Por O Globo em 27/10/2021
Naira Trindade e Bruno Góes
BRASÍLIA – Em uma reunião com deputados no Ministério da Economia, nesta terça-feira, o ministro Paulo Guedes, considerou como ‘burrice’ o baixo empenho de recursos de um fundo de pesquisas pelo Ministério da Ciência e Tecnologia, dirigido pelo ex-astronauta Marcos Pontes.
Guedes argumentou que, ao não usar o dinheiro, a pasta de Pontes faz uma ‘confissão’ de que o uso daquela quantia não estava entre as prioridades do ministério.
Guedes também fez um desabafo alegando que ‘às vezes se pergunta o que está fazendo no governo’, por perceber que colegas ministros têm culpado a pasta da Economia por todos os remanejamentos orçamentários do governo.
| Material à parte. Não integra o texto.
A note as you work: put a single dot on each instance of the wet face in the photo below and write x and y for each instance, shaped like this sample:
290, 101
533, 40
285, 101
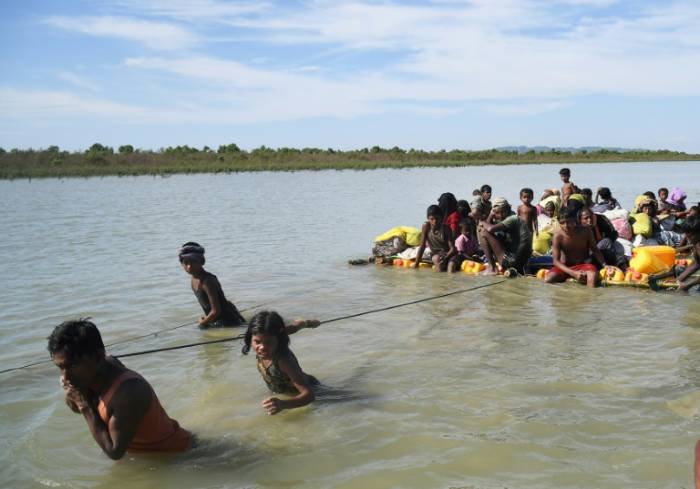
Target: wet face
586, 218
549, 210
79, 372
192, 266
567, 225
264, 345
434, 221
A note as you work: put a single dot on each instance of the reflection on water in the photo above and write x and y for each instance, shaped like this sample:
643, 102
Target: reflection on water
518, 384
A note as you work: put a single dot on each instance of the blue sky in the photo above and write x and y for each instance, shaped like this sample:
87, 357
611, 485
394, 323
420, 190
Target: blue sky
440, 74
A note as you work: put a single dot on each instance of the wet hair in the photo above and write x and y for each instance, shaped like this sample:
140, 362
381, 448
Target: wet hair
448, 204
604, 193
191, 249
469, 223
75, 338
691, 225
463, 208
267, 323
434, 210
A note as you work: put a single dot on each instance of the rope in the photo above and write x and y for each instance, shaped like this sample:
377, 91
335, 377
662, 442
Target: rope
349, 316
127, 340
241, 336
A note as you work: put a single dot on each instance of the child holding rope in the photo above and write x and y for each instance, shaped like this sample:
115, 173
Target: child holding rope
268, 336
218, 311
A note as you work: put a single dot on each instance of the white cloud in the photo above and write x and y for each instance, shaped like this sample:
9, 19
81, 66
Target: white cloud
156, 35
79, 81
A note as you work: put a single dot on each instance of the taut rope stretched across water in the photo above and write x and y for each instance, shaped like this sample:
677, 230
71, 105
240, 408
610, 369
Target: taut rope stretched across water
240, 336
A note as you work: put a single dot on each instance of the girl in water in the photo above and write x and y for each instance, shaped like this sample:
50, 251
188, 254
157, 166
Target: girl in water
218, 311
268, 336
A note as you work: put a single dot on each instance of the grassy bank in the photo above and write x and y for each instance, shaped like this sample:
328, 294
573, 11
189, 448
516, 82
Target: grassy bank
102, 160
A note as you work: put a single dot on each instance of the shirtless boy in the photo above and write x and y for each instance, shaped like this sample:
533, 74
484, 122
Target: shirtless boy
528, 212
568, 188
572, 245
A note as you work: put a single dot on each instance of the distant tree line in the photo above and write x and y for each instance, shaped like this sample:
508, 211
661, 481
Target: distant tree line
99, 159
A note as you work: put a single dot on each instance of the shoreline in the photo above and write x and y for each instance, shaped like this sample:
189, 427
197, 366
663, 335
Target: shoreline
57, 165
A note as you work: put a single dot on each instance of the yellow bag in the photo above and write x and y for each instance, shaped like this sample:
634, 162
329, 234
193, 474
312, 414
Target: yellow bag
409, 234
641, 224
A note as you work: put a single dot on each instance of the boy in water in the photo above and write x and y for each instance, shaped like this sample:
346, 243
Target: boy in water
572, 246
219, 311
568, 188
528, 212
438, 237
120, 408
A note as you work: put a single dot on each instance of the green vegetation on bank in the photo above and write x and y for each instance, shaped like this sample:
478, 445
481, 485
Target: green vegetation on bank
103, 160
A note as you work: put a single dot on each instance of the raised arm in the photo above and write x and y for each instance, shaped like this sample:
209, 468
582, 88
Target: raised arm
128, 407
421, 248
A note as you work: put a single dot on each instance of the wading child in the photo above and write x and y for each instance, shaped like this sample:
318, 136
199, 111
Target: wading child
568, 188
466, 245
268, 336
572, 246
438, 237
218, 311
526, 211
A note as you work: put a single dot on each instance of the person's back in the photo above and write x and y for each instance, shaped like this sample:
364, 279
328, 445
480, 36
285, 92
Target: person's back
120, 407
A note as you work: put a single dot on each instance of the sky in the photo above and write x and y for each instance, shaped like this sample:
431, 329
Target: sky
442, 74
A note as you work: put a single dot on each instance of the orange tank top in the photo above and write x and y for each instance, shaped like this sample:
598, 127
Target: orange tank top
156, 432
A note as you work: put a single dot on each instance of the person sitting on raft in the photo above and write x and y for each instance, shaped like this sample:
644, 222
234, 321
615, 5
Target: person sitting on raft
268, 336
691, 229
572, 247
605, 236
481, 205
466, 245
507, 242
218, 311
604, 201
448, 205
120, 408
438, 237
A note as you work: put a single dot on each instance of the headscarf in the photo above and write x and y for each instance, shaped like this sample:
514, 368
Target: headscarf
554, 200
579, 197
500, 202
676, 196
191, 250
640, 201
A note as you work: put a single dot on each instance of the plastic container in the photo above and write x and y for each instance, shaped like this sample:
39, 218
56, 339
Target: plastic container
612, 274
652, 259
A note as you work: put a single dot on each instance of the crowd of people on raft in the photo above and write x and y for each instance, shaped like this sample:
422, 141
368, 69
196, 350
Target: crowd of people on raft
124, 414
567, 229
121, 408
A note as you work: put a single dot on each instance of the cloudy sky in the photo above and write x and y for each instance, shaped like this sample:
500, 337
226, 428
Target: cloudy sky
434, 74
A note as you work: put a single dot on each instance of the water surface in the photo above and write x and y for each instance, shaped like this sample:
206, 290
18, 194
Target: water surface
517, 385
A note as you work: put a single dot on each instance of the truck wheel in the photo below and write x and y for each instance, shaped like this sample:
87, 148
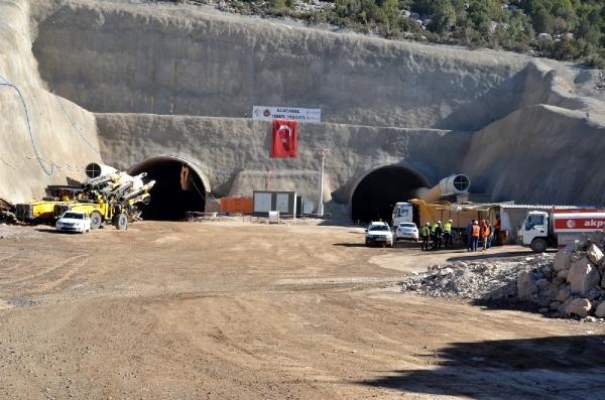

As declarações do ministro foram dadas a integrantes da Comissão de Ciência e Tecnologia, que tentam reverter o remanejamento de R$ 600 milhões do Fundo Nacional de Desenvolvimento Científico e Tecnológico (FNDCT), e antecipadas pela “Folha de S. Paulo”.
Inicialmente, a pasta teria à disposição R$ 655,4 milhões no fundo, mas, com o represamento de 86,3% do valor previsto, restaram R$ 89,8 milhões.
Segundo integrantes da equipe econômica, o remanejamento ocorreu porque Marcos Pontes empenhou até outubro somente R$ 393 milhões dos R$ 4,6 bilhões do fundo.
Na reunião, Guedes mostrou os números para os deputados, dizendo ter certeza de que não faltam recursos para o ‘acelerador de partículas’, sinalizando que o ministério da Ciência e Tecnologia traçou outras prioridades para o orçamento.
A menção é sobre o Sirius, acelerador de partículas de 68 mil metros quadrados inaugurado em 2018 que é a maior e mais complexa infraestrutura de pesquisa já construída no Brasil.
Orçado em R$ 1,8 bilhão, ele promete viabilizar estudos nacionais de qualidade sem precedentes no mundo.
Para Tarcísio de Freitas, elogios
Aos deputados, o ministro elogiou o colega Tarcísio de Freitas, que comanda o Ministério de Infraestrutura, que, segundo Guedes, empenha os recursos ao ponto de ter de pedir mais dinheiro ao presidente Jair Bolsonaro para concluir os projetos da pasta.
Ele também criticou o ministro Onyx Lorenzoni por, no passado, tê-lo culpado por remanejar recursos de crianças com Zika, quando, na visão de Guedes, a economia apenas remanejou uma verba que não estava empenhada. Neste momento, Guedes se questionou sobre ‘o que estaria fazendo no governo’.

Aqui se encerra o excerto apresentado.